Polls all event-sources and ensures an equal time-share for each source, should one of them start flooding. For now the event-sources are fixed as timers, responses from background tasks, input events.

Control

The result-type for event-handling:

  • Continue - poll the next event.
  • Break - Does nothing for the main loop, but can be used with flow_ok! to break early from event-handling.
  • Repaint - Renders the application.
  • Action - Calls into the action handlers.
  • Quit - Quit the application.

The result of an event is processed immediately after the function returns, before polling new events. This way an action can trigger another action which triggers the repaint without other events intervening.

If you ever need to return more than one result from event-handling, you can hand it to AppContext/RenderContext::queue(). Events in the queue are processed in order, and the return value of the event-handler comes last. If an error is returned, everything send to the queue will be executed nonetheless.

AppWidget and AppEvents

AppWidget is styled after StatefulWidget.

Additionaly it gets

  • event - RepaintEvent to differentiate a timed repaint from an application driven repaint.
  • ctx - RenderContext

AppEvents packs together the currently supported event-handlers.

  • init - called at application startup before the first repaint.
  • timer - application timers
  • crossterm - crossterm events.
  • action - application supplied actions.
  • error - error handling

Each of them get some event and an AppContext.

AppContext and RenderContext

AppContext and RenderContext are not the same, the latter has rendering specific information not available in the general case.

AppContext contains

  • field g for the global state data.

  • add_timer(), remove_timer()

  • spawn() - Runs the closure given and returns an Arc<Mutex<bool>> that is shared with the worker thread to support basic cancellation support.

  • queue() - Queues additional results from event-handling.

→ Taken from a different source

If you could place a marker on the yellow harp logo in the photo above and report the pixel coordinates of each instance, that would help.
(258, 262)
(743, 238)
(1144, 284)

      Remark: _The main reason for this is focus-handling.
              When handling the click to focus a widget, the same
              click event should interact with the widget. This gives
              two results from event-handling. The focus change wants
              a Control::Repaint, and the widget might have its own 
              ideas. So now you queue() the focus result and go on
              with event-handling. 
    

RenderContext has the same as AppContext plus

  • frame counter
  • frame area
  • cursor position for displaying the cursor.

Example

There is no example here, that would be too much. The examples directory contains minimal.rs and showcase.rs.